It is important to note that actual evidence of a crisis can be hard to find. Because of the insularity of these communities, no formal research into the issue has been conducted. One anecdotal study, however, done about ten years ago in Lakewood, New Jersey, predicted that for every 1,500 frum young women, approximately 150 were doomed to not marry. These seem hardly disastrous rates. The study, conducted by a rabbi and an insurance analyst, may have employed questionable research methods.

But even if the problem may not exist, the hand-wringing over it certainly does. “Who in their wildest dreams can begin to describe the tzaar, the stabbing pain, that our precious bnos Yisrael [Daughters of Israel] endure,” Rechnitz wrote in Mishpacha. “Single forever! No husband, no children … ever! Is this a life worth living?’”

The paramount importance of marriage in these communities cannot be overstated. “In the secular world the individual is the node. In their world, the individual doesn’t quite matter as much,” said Samuel Heilman, a sociology professor at Queens College whose work focuses on the social ethnography of contemporary Orthodox Jewish movements. “It’s all about communal ties. For the men, it’s about shul. For the women, it’s about school, the children, other mothers. If she’s not a mother, she’s nobody.”

Single women have no role in the organized life of this very communal religion. “Basically, from the perspective of the community, they don’t really exist,” said Yossi Krausz, an Orthodox journalist for Ami.

The shidduch crisis has changed these communities in powerful ways. Forms of individuation or societal rule-bending that might have been permitted in the past have all but disappeared.

“Gray areas became black,” one ultra-Orthodox woman from Chicago told me. “No one will have mixed seating at a wedding anymore, even though there’s nothing [religiously] wrong with it. No one goes to the movies anymore.” Acting out isn’t worth it if it might cost you—or a sibling, a cousin, or a child—a match. Strict conformity and a sense of being observed and judged has become par for the dating course.

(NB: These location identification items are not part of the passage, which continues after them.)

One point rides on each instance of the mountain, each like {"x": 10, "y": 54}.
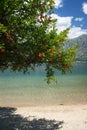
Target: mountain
{"x": 81, "y": 41}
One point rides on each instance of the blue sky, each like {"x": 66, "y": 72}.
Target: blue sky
{"x": 72, "y": 14}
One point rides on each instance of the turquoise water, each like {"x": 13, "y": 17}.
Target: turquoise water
{"x": 19, "y": 89}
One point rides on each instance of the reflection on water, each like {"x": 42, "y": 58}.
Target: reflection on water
{"x": 31, "y": 89}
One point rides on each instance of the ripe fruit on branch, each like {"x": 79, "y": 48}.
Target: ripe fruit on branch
{"x": 9, "y": 38}
{"x": 40, "y": 55}
{"x": 2, "y": 50}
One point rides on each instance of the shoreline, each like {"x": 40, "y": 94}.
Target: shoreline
{"x": 74, "y": 116}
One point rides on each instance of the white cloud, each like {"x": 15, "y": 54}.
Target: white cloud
{"x": 79, "y": 19}
{"x": 58, "y": 3}
{"x": 76, "y": 31}
{"x": 66, "y": 22}
{"x": 84, "y": 7}
{"x": 62, "y": 22}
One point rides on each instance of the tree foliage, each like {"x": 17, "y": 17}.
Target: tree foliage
{"x": 28, "y": 38}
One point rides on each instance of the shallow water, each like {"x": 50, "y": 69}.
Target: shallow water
{"x": 19, "y": 89}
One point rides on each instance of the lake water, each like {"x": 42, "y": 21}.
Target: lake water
{"x": 22, "y": 90}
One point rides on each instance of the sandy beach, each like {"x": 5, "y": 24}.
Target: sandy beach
{"x": 73, "y": 116}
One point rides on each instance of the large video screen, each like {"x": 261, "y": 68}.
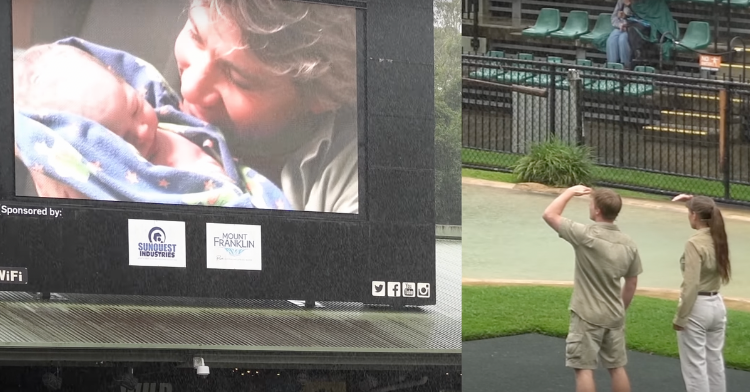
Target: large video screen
{"x": 245, "y": 104}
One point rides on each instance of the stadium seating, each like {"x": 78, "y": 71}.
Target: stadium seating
{"x": 738, "y": 3}
{"x": 564, "y": 84}
{"x": 576, "y": 26}
{"x": 548, "y": 22}
{"x": 644, "y": 86}
{"x": 543, "y": 80}
{"x": 697, "y": 36}
{"x": 603, "y": 86}
{"x": 488, "y": 73}
{"x": 517, "y": 76}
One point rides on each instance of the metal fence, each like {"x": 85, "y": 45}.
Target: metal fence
{"x": 647, "y": 131}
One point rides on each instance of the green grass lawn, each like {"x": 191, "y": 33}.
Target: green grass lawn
{"x": 495, "y": 311}
{"x": 621, "y": 176}
{"x": 511, "y": 178}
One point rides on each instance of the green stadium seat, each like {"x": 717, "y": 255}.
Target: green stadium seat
{"x": 488, "y": 73}
{"x": 576, "y": 26}
{"x": 738, "y": 3}
{"x": 517, "y": 76}
{"x": 605, "y": 86}
{"x": 637, "y": 88}
{"x": 602, "y": 28}
{"x": 543, "y": 80}
{"x": 564, "y": 84}
{"x": 547, "y": 22}
{"x": 697, "y": 36}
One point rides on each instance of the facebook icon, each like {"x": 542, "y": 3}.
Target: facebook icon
{"x": 394, "y": 289}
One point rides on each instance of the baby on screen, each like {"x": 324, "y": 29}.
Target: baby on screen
{"x": 67, "y": 79}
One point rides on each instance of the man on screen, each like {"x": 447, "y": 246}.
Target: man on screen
{"x": 604, "y": 255}
{"x": 61, "y": 79}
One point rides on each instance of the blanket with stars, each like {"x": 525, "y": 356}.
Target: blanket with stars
{"x": 89, "y": 158}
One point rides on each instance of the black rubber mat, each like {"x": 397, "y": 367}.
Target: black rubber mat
{"x": 537, "y": 363}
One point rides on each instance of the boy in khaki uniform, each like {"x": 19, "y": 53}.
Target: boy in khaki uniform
{"x": 604, "y": 255}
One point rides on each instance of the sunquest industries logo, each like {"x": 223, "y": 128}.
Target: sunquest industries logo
{"x": 156, "y": 247}
{"x": 234, "y": 243}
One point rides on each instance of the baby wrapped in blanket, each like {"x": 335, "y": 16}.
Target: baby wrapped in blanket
{"x": 94, "y": 135}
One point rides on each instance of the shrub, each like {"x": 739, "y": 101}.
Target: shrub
{"x": 557, "y": 164}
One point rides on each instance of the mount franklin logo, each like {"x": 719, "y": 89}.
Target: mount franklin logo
{"x": 157, "y": 245}
{"x": 235, "y": 244}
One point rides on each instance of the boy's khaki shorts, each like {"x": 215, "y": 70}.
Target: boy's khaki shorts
{"x": 587, "y": 343}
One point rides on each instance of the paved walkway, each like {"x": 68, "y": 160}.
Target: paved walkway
{"x": 537, "y": 363}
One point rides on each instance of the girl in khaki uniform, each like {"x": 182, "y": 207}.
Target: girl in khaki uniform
{"x": 701, "y": 317}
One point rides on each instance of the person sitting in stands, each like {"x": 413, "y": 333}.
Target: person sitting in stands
{"x": 618, "y": 45}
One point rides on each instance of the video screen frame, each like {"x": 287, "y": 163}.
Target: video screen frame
{"x": 9, "y": 183}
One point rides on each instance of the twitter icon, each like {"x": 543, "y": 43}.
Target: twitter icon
{"x": 378, "y": 289}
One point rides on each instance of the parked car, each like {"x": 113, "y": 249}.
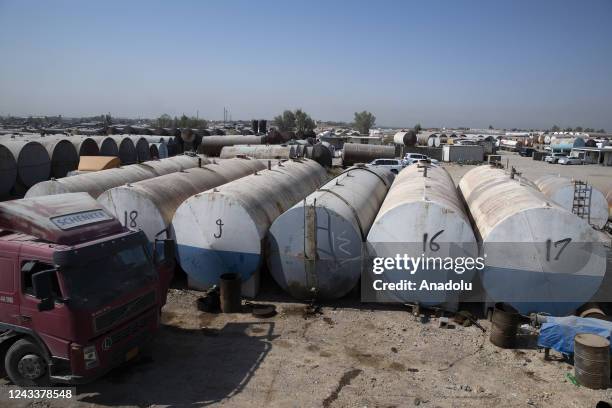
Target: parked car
{"x": 570, "y": 160}
{"x": 411, "y": 158}
{"x": 395, "y": 165}
{"x": 554, "y": 157}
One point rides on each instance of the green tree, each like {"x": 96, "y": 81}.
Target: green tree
{"x": 303, "y": 122}
{"x": 364, "y": 121}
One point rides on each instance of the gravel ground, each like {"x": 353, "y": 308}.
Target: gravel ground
{"x": 351, "y": 354}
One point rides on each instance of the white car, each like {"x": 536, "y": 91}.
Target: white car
{"x": 570, "y": 160}
{"x": 395, "y": 165}
{"x": 411, "y": 158}
{"x": 554, "y": 157}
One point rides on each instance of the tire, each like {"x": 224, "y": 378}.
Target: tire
{"x": 15, "y": 353}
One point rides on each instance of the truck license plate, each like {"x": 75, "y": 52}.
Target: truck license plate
{"x": 131, "y": 354}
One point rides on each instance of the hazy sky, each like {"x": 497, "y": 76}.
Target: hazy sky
{"x": 507, "y": 63}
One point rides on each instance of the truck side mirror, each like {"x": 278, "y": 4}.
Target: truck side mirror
{"x": 42, "y": 283}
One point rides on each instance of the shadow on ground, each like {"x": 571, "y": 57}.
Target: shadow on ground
{"x": 200, "y": 367}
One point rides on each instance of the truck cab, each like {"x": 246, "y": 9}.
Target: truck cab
{"x": 79, "y": 293}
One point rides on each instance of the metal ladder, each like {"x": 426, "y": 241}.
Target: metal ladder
{"x": 582, "y": 200}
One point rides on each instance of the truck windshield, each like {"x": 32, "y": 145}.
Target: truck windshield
{"x": 101, "y": 281}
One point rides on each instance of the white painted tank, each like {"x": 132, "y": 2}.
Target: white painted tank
{"x": 423, "y": 214}
{"x": 64, "y": 157}
{"x": 95, "y": 183}
{"x": 8, "y": 170}
{"x": 561, "y": 191}
{"x": 127, "y": 150}
{"x": 316, "y": 247}
{"x": 33, "y": 161}
{"x": 540, "y": 256}
{"x": 85, "y": 146}
{"x": 107, "y": 146}
{"x": 223, "y": 230}
{"x": 150, "y": 204}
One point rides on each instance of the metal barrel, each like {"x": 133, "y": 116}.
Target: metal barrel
{"x": 127, "y": 150}
{"x": 316, "y": 247}
{"x": 85, "y": 146}
{"x": 359, "y": 153}
{"x": 563, "y": 191}
{"x": 592, "y": 361}
{"x": 222, "y": 230}
{"x": 504, "y": 326}
{"x": 423, "y": 215}
{"x": 96, "y": 183}
{"x": 230, "y": 286}
{"x": 33, "y": 161}
{"x": 64, "y": 157}
{"x": 407, "y": 138}
{"x": 532, "y": 243}
{"x": 142, "y": 148}
{"x": 259, "y": 151}
{"x": 150, "y": 204}
{"x": 212, "y": 145}
{"x": 8, "y": 170}
{"x": 107, "y": 146}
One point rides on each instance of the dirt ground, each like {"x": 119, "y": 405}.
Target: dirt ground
{"x": 349, "y": 355}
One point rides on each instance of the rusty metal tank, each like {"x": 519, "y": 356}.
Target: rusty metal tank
{"x": 423, "y": 215}
{"x": 64, "y": 157}
{"x": 107, "y": 146}
{"x": 223, "y": 230}
{"x": 539, "y": 256}
{"x": 406, "y": 138}
{"x": 316, "y": 247}
{"x": 127, "y": 150}
{"x": 32, "y": 159}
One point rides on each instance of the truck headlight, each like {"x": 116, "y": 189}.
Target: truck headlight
{"x": 90, "y": 356}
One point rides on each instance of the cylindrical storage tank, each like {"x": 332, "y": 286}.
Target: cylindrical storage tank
{"x": 85, "y": 146}
{"x": 562, "y": 191}
{"x": 106, "y": 145}
{"x": 539, "y": 256}
{"x": 96, "y": 183}
{"x": 405, "y": 138}
{"x": 33, "y": 161}
{"x": 592, "y": 361}
{"x": 158, "y": 150}
{"x": 263, "y": 126}
{"x": 259, "y": 151}
{"x": 127, "y": 150}
{"x": 64, "y": 157}
{"x": 212, "y": 145}
{"x": 422, "y": 215}
{"x": 359, "y": 153}
{"x": 223, "y": 230}
{"x": 142, "y": 148}
{"x": 150, "y": 204}
{"x": 305, "y": 258}
{"x": 322, "y": 154}
{"x": 8, "y": 170}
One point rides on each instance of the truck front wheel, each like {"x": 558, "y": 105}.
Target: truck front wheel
{"x": 25, "y": 365}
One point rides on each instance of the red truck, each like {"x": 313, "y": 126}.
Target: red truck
{"x": 79, "y": 293}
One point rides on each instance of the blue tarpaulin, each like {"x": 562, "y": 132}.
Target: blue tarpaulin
{"x": 558, "y": 332}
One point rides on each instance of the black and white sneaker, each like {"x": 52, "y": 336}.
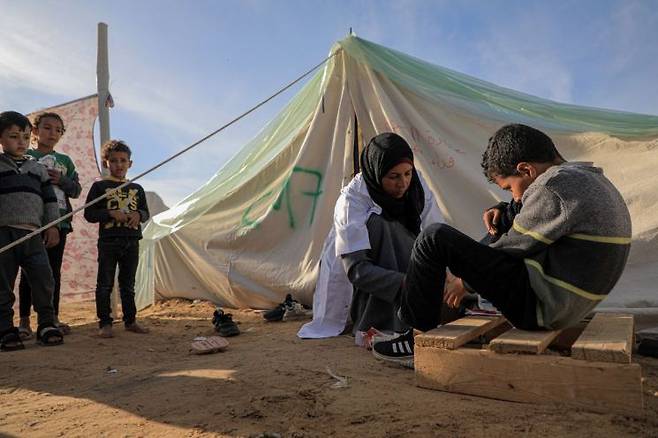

More stark, although perhaps inevitable, is how the crisis empowers the already powerful. “The men have gotten pickier,” said one male matchmaker, who didn’t want his named used (“I have kids to marry off”). The unavailability of men has shifted the bargaining power in their favor. “Girls became less desirable, and the boys more desirable, and now a boy can marry anyone,” the matchmaker said.

Matchmakers have not always responded to the crisis with equanimity. Dena, a 31-year-old teacher from New York, told me about one matchmaker who was unable to find her a date. (Dena is not her real name—she feared reprisals from men and matchmakers alike). When she asked why men kept rejecting her, the matchmaker replied, “Maybe you should go to the gym a little bit more.”

Sharon, an Orthodox 40-year-old from the Midwest (also not her real name), told me that another matchmaker insisted they become Facebook friends, and then went through her online photos, deleting ones she didn’t like. “She looked at each one and said, ‘No! Not photogenic! I don’t want to see that picture.’”

Aliza, 31, described an almost factory-like approach by some shadchanim. She recalls going to an event with another panel of matchmakers in Brooklyn. “They each had their own method,” she said. “One had a binder, one has notecards, one has a computer. And while you’re talking, they’re flipping through their lists of guys.” The matchmakers asked for information on men she’d dated previously and for the names of married men she found attractive. They jotted down everything she had to say, but the grilling yielded no introductions. Married now, she met her husband on her own.

One solution to the crisis, of course, would be to ask ultra-Orthodox men to marry younger, or to marry women of the same age or older. But in a society that values tradition, there remains little incentive for young men to change.

Even fake crises can have real consequences. Assimilation is the great fear of Orthodox Jews: the loss of their young, and ultimately their identity, to the wider secular society. And yet it is these unmarried, and in some ways unwanted, women who pose the greatest risk to flee this world for another.

“When a woman sees no future for herself in the community,” Krausz told me, “the logical step is to leave.”